After residency training at Vanderbilt in general surgery, Idowu received a Vanderbilt master of public health degree in 2014 and now has a global health post with the Centers for Disease Control and Prevention, helping countries with limited resources organize and restructure their public health systems.
When Idowu traveled to Monrovia last August for the CDC’s Division of Global Health Protection, she already had worked extensively in Africa. She arrived in a country still recovering from civil war.
She worked with health officials to improve data flow, the coordination of teams sent out to find Ebola cases, and the effectiveness of teams taking suspected cases to isolation facilities. She also worked with the Liberia National Dispatch Center, essentially the “911” for the country.
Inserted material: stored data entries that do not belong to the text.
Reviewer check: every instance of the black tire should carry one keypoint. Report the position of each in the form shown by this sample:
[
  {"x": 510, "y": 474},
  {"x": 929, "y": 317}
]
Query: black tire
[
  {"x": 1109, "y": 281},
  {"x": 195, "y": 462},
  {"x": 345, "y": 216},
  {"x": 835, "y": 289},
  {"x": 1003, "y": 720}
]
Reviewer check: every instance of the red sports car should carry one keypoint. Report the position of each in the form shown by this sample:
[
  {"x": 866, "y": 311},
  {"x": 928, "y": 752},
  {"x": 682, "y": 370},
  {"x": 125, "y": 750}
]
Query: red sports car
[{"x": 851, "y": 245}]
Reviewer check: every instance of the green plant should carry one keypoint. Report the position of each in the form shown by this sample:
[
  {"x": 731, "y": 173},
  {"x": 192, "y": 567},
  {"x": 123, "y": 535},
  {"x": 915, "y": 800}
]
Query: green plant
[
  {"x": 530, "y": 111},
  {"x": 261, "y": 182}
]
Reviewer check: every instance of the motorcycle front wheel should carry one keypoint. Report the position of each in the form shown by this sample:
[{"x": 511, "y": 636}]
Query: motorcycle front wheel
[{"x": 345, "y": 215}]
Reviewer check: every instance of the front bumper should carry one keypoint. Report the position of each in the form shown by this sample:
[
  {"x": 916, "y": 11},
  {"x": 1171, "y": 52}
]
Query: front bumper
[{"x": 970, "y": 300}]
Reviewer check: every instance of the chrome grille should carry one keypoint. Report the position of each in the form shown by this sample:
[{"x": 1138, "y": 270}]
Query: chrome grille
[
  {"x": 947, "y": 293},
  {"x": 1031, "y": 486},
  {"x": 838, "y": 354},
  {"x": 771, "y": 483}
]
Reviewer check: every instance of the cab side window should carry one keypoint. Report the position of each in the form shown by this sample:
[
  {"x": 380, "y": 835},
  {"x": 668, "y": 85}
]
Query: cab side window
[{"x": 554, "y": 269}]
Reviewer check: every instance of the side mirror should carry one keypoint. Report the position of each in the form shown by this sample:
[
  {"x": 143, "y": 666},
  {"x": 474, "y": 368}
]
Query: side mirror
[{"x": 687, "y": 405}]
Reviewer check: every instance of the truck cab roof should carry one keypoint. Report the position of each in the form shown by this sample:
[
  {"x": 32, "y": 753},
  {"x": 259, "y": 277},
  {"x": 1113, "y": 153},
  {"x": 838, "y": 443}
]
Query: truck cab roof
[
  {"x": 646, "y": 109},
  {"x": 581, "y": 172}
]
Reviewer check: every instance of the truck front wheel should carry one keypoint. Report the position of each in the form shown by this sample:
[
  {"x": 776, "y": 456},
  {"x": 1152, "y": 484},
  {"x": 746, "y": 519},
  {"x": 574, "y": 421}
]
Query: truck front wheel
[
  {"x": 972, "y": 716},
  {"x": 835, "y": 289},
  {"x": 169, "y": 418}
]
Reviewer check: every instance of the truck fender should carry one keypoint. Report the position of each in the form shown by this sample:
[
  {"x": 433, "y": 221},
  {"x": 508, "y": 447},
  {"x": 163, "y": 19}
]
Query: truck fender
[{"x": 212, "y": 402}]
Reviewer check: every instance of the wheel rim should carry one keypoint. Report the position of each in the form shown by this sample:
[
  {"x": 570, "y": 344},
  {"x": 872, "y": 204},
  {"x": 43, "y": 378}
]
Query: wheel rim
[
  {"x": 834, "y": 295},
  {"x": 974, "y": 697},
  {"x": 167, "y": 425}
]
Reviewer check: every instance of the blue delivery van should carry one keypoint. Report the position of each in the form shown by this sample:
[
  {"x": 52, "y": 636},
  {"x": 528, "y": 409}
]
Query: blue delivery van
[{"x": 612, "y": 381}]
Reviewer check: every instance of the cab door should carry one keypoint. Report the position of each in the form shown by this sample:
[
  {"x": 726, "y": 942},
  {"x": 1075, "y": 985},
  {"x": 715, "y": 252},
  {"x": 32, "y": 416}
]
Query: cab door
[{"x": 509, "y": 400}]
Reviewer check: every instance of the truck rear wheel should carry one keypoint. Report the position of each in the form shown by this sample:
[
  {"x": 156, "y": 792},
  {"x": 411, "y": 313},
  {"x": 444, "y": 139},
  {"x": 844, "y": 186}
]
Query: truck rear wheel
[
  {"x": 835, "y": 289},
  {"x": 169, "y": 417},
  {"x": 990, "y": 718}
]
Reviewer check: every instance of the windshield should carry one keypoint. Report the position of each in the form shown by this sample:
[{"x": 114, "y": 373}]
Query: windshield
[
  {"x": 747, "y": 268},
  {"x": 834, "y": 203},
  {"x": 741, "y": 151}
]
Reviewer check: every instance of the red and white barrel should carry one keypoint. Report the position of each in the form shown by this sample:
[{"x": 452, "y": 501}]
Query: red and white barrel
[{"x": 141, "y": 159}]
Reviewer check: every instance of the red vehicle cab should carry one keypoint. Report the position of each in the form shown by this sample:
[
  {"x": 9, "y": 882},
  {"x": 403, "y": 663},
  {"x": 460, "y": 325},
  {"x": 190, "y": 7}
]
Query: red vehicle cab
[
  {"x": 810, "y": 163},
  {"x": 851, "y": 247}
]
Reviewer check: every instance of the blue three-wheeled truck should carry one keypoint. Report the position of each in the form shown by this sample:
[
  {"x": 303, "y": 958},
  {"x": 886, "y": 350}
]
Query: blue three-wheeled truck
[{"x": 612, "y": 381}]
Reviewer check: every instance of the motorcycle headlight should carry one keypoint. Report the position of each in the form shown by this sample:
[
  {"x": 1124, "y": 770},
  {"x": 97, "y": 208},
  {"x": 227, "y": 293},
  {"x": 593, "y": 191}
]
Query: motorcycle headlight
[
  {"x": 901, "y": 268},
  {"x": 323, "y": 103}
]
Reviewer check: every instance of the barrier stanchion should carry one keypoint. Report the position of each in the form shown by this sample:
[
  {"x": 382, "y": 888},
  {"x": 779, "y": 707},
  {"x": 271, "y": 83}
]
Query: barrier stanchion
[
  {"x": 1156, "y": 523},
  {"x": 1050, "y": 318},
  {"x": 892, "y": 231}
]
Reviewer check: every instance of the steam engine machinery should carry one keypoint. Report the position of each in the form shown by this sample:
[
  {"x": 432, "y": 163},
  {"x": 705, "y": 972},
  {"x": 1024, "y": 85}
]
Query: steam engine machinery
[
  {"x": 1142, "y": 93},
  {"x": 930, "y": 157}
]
During the prior two years, Idowu trained with the CDC’s Epidemic Intelligence Service, where she was assigned to the Emergency Response and Recovery Branch. “The distinction between an Ebola epidemic and a typhoon or earthquake is considerable, but whenever you have a huge swath of your population that’s impacted all at once by a problem, some of the same problems arise,” she says.
Since returning from Liberia in September, she has advised health authorities in Ghana and Zambia, and has visited Ethiopia twice to assist African Union planning for a continent-wide public health authority along the lines of the CDC.
Idowu offers this advice to students pursuing a global health career: “Learn another language. Learn two or three if you can.”